In England, the fact that all but one of the breakaway clubs (Tottenham) are foreign-owned (Manchester United, Liverpool and Arsenal are owned by Americans, Manchester City by concerns in the United Arab Emirates led by deputy prime minister Sheikh Mansour and Chelsea by Russian oligarch Roman Abramovitch) has been a cause for concern for years. They are the most storied franchises with the deepest historical roots and they also drive the Prem’s gargantuan TV deals. Ten of those 12 teams are the highest-valued clubs in world football. The two who aren’t in the group – Bayern Munich of the Bundesliga and Paris St.-Germain – have not joined yet and Bayern and other German teams have supported today’s anti-Super League statements from governing bodies. The two other largest German teams, Borussia Dortmund and Red Bull Leipzig, have also come out against the league (German soccer teams have a complicated ownership structure that gives club supporters some semblance of control at the board level.)
From a distance, this seems about leverage. The announcement of the league came about Sunday, soon after UEFA itself announced it was going to reveal details of its own overhaul of the Champions League today. That overhaul addressed some of the 12 clubs’ concerns, but kept in place the kind of promotion-relegation system that does not guarantee those big clubs a place each year. The current Champions League format allows as many as the four teams from the biggest European leagues automatic entry (based on ‘regular season’ or league standings) which means a fifth or sixth-place finish domestically forces a club – regardless of size — into a second tier of competition. What these 12 clubs want is complete control of mid-week, international club soccer – UEFA estimated the 2019-20 Champions League campaign was worth $2.4 billion (U.S.) to competing clubs – and all the broadcast and marketing revenue it generates.
The new league is bankrolled initially to the tune of $5.5 billion (U.S.) by J.P. Morgan and has already established an online presence. It’s a guaranteed lump sum of money for the 12 teams that will argue that the financial health of European soccer is built on the back of their popularity. As a world-wide property, the 12 will tell you, most people would rather watch these teams than, say, the best team in Bulgaria or Romania – let alone travel to out of the way places to see them play.

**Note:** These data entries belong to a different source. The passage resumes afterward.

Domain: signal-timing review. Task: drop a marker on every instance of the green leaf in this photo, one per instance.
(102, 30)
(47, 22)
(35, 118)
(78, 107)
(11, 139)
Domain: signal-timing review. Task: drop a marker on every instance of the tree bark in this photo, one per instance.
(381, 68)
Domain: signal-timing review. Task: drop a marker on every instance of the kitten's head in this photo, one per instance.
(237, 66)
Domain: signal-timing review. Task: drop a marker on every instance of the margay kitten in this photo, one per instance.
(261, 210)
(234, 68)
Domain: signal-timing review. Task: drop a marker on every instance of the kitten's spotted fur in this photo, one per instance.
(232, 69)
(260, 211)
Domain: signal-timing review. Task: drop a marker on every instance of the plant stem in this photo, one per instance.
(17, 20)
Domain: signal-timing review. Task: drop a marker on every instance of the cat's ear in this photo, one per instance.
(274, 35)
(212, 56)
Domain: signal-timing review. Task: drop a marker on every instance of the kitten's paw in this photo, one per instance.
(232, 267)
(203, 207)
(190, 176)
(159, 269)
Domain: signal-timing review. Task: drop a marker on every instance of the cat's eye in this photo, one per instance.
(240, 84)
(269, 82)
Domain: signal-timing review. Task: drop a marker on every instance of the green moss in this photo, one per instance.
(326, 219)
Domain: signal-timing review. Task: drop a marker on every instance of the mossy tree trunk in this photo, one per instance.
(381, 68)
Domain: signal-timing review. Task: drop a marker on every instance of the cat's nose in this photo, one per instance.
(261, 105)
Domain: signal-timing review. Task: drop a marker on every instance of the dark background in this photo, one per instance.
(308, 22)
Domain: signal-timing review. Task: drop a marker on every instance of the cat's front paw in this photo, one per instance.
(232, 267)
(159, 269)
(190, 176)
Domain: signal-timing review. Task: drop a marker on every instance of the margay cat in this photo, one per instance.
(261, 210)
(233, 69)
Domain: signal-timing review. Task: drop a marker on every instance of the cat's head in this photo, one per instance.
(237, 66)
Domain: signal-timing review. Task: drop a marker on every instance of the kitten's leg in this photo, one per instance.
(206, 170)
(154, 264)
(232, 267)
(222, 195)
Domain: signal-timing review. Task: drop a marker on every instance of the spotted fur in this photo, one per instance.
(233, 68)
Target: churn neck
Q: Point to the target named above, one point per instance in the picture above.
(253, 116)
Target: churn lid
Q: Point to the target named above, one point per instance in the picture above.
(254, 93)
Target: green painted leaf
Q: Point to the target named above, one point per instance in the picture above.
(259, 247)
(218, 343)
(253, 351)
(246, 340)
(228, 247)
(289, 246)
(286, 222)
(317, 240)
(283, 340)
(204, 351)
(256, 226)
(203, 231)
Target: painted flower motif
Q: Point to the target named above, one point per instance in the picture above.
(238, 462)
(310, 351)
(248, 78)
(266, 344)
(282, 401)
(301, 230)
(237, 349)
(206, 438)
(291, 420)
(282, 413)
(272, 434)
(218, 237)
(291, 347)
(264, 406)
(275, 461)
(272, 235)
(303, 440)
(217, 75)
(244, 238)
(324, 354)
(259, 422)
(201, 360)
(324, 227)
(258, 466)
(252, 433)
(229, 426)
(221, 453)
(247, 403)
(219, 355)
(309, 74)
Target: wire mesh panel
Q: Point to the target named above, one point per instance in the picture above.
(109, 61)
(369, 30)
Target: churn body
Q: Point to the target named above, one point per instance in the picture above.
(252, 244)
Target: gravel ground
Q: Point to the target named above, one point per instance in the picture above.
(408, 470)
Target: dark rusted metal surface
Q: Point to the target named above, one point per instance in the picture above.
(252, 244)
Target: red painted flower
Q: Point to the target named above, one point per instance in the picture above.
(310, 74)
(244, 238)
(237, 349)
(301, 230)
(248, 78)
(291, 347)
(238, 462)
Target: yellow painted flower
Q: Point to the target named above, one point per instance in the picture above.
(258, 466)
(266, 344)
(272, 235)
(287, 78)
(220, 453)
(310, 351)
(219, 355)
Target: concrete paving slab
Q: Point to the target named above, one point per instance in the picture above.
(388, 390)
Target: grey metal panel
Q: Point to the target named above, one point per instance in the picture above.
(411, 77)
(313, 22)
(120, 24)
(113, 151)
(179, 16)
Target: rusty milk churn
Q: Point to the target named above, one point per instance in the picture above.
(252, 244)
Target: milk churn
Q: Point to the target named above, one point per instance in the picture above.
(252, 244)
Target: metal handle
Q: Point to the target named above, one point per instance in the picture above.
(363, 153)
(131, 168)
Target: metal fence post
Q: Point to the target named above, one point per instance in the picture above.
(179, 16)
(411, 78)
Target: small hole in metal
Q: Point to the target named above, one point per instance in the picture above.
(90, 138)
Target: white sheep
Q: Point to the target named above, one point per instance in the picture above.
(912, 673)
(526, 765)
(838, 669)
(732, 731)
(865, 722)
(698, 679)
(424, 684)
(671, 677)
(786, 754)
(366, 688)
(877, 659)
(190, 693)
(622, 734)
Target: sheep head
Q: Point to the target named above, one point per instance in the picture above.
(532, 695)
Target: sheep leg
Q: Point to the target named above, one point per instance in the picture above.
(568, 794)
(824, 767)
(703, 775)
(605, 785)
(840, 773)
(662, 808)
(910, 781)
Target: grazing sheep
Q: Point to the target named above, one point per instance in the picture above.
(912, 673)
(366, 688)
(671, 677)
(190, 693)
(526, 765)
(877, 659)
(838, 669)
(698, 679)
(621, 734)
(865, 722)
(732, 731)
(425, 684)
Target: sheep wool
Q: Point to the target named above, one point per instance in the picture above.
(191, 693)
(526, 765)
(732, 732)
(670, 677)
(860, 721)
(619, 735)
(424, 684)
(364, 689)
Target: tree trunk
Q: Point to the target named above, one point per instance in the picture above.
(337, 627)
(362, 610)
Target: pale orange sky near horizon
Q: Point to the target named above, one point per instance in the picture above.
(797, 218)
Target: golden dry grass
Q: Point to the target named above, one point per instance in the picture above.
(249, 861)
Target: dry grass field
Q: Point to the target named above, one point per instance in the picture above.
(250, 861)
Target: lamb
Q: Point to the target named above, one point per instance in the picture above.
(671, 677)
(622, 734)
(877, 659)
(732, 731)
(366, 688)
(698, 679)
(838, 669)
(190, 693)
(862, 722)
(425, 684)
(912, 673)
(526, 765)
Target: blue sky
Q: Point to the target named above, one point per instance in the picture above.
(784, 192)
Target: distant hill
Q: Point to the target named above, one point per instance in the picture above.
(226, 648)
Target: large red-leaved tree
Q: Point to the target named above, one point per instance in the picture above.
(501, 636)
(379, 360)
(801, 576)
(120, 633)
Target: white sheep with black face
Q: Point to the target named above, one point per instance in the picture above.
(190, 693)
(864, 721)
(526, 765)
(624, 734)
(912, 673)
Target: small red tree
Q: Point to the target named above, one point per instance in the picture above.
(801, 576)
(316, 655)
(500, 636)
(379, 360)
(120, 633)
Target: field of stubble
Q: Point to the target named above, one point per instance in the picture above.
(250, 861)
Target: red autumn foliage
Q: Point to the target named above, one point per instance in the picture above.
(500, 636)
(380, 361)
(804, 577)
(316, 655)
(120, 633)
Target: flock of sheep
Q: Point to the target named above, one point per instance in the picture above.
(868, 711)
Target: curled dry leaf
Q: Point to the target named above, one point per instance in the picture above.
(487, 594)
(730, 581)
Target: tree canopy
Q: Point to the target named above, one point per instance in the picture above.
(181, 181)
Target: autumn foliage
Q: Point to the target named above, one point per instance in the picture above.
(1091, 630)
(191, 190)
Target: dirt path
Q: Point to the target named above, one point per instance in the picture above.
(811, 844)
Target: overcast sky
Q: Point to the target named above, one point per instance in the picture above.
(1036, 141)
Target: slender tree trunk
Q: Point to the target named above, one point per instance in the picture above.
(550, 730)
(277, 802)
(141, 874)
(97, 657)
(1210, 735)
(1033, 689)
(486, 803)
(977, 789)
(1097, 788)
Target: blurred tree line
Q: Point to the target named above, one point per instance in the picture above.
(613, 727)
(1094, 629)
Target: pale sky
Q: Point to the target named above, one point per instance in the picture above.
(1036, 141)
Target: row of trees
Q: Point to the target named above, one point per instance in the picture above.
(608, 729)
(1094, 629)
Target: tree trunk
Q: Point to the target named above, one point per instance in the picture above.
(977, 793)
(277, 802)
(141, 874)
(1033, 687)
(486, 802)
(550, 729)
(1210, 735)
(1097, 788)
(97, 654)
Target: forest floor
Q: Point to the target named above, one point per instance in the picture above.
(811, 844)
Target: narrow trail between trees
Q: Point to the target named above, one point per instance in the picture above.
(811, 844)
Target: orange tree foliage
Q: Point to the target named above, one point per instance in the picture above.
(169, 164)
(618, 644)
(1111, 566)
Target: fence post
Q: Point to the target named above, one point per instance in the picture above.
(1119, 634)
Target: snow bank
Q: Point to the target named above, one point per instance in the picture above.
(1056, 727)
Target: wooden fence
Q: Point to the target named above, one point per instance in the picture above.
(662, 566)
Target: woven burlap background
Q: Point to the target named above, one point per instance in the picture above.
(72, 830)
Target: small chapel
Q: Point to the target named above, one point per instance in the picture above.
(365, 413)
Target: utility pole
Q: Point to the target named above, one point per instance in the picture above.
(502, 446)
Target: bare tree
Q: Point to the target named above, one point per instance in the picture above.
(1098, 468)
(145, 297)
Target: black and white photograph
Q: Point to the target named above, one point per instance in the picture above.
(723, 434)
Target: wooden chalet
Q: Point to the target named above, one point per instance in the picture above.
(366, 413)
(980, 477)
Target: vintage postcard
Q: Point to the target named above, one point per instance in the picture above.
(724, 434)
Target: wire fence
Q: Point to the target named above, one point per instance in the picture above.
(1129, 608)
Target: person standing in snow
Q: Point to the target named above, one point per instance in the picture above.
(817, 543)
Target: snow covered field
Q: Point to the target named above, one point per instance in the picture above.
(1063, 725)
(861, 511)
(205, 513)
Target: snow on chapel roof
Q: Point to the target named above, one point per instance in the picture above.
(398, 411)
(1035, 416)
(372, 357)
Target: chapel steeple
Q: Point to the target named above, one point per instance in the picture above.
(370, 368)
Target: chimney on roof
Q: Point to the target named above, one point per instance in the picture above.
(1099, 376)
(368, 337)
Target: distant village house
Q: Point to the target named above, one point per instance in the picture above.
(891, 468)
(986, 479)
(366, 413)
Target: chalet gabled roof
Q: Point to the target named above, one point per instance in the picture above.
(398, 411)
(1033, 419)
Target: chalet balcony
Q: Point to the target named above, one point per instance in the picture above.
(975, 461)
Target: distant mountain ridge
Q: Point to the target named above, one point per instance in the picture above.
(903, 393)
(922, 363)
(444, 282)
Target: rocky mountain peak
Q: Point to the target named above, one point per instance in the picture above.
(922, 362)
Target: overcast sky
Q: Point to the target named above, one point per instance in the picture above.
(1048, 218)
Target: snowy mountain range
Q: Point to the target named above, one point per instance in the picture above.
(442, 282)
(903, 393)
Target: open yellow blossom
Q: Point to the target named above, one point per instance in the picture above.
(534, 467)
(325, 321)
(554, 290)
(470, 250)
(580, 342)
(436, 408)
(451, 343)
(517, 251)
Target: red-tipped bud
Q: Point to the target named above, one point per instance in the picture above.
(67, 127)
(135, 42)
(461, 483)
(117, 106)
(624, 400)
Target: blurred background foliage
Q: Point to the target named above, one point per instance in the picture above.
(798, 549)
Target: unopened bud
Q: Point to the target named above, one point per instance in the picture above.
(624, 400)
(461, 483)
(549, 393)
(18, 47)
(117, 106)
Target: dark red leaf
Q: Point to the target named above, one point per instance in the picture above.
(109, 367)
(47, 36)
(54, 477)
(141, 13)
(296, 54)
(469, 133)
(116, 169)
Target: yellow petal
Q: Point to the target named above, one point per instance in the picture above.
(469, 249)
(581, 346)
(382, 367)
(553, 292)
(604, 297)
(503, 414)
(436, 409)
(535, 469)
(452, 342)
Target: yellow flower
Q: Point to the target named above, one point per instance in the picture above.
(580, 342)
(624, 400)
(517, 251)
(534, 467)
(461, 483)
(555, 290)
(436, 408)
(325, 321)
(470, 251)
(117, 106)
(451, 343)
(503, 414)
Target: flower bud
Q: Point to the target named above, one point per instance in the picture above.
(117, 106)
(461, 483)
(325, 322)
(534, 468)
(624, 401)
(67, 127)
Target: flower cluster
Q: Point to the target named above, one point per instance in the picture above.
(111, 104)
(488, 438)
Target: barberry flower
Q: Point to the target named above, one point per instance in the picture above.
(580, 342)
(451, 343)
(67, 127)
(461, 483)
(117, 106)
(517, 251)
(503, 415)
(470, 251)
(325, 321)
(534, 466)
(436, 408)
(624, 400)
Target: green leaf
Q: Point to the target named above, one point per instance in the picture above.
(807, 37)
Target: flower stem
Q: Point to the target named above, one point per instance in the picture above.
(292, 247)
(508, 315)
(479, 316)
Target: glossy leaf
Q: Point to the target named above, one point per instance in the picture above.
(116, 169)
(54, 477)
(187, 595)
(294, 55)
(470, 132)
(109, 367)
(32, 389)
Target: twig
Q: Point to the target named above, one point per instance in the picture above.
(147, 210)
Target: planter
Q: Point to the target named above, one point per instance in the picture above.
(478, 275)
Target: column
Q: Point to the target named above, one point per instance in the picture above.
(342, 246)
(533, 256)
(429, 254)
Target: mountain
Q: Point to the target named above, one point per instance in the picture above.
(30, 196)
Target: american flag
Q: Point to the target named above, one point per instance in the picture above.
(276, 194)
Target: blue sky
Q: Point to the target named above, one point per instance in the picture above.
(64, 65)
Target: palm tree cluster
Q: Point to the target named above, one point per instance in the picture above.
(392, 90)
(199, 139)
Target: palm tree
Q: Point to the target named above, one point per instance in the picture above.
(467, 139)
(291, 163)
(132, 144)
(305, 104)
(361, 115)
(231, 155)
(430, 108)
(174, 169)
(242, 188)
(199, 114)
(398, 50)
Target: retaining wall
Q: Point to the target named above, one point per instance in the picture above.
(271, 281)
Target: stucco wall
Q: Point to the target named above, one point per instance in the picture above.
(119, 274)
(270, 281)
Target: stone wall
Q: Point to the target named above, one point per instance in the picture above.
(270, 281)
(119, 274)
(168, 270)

My guess is this gets worked out and that the 12 teams get their way or that the system of qualifying becomes so complicated that it becomes only theoretically possible that they all don’t get in every year. Their domestic leagues and associations will threaten sanctions but in the end the 12 will get a bigger share of the financial pie and a bigger say in broadcast and commercial matters. Meanwhile, the rest of us will continue to wonder where the fan fits when all this settles, and whether they’ll have room for us.